TitleDeaths, Disparities, and Cumulative (Dis)Advantage: How Social Inequities Produce an Impairment Paradox in Later Life.
Publication TypeJournal Article
Year of Publication2022
AuthorsJackson, H, Engelman, M
JournalThe Journals of Gerontology, Series A
ISSN Number1758-535X
KeywordsDisablement Process, Minority aging, socio-economic issues

BACKGROUND: Research on health across the life course consistently documents widening racial and socioeconomic disparities from childhood through adulthood, followed by stabilization or convergence in later life. This pattern appears to contradict expectations set by cumulative (dis)advantage (CAD) theory. Informed by the punctuated equilibrium perspective, we examine the relationship between midlife health and subsequent health change and mortality and consider the impact of earlier socioeconomic exposures on observed disparities.

METHODS: Using the Health and Retirement Study, we characterize the functional impairment histories of a nationally-representative sample of 8,464 older adults between 1994-2016. We employ non-parametric and discrete outcome multinomial logistic regression to examine the competing risks of mortality, health change, and attrition.

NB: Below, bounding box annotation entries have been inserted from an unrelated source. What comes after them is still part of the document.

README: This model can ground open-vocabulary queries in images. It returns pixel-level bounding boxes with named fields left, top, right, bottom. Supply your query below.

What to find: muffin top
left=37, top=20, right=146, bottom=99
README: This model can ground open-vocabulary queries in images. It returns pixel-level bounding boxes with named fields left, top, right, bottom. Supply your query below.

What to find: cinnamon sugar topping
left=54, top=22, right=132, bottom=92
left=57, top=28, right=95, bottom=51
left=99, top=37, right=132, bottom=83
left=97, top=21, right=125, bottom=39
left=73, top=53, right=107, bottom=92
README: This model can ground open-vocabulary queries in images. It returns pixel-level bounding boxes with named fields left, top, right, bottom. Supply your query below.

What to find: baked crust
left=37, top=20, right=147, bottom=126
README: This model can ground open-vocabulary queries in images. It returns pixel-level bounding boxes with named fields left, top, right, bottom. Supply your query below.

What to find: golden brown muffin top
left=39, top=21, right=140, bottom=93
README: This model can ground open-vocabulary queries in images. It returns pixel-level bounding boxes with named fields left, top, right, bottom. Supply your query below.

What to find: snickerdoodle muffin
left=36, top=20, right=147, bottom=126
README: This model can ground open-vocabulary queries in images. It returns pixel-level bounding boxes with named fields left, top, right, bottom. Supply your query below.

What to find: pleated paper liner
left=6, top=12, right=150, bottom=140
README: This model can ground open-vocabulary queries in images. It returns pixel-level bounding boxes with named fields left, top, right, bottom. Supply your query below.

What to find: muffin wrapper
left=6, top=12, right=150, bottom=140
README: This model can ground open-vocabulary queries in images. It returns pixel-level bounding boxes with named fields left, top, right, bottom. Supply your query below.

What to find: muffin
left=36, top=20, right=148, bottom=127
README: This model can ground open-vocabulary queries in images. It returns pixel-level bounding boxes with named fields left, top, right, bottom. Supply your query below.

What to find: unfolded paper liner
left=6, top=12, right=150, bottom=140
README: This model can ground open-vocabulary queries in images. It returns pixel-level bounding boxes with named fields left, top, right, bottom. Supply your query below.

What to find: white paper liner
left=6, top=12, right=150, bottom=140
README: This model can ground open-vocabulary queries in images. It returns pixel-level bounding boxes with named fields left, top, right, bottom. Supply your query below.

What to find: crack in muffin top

RESULTS: Exposures to disadvantages are associated with poorer functional health in midlife and mortality. However, a higher number of functional limitations in midlife is negatively associated with the accumulation of subsequent limitations for white men and women and for Black women. The impact of educational attainment, occupation, wealth, and marriage on later life health differs across race and gender groups.

CONCLUSIONS: Observed stability or convergence in later-life functional health disparities is not a departure from the dynamics posited by CAD, but rather a result of the differential impact of racial and socioeconomic inequities on mortality and health at older ages. Higher exposure to disadvantages and a lower protective impact of advantageous exposures lead to higher mortality among Black Americans, a pattern which masks persistent health inequities later in life.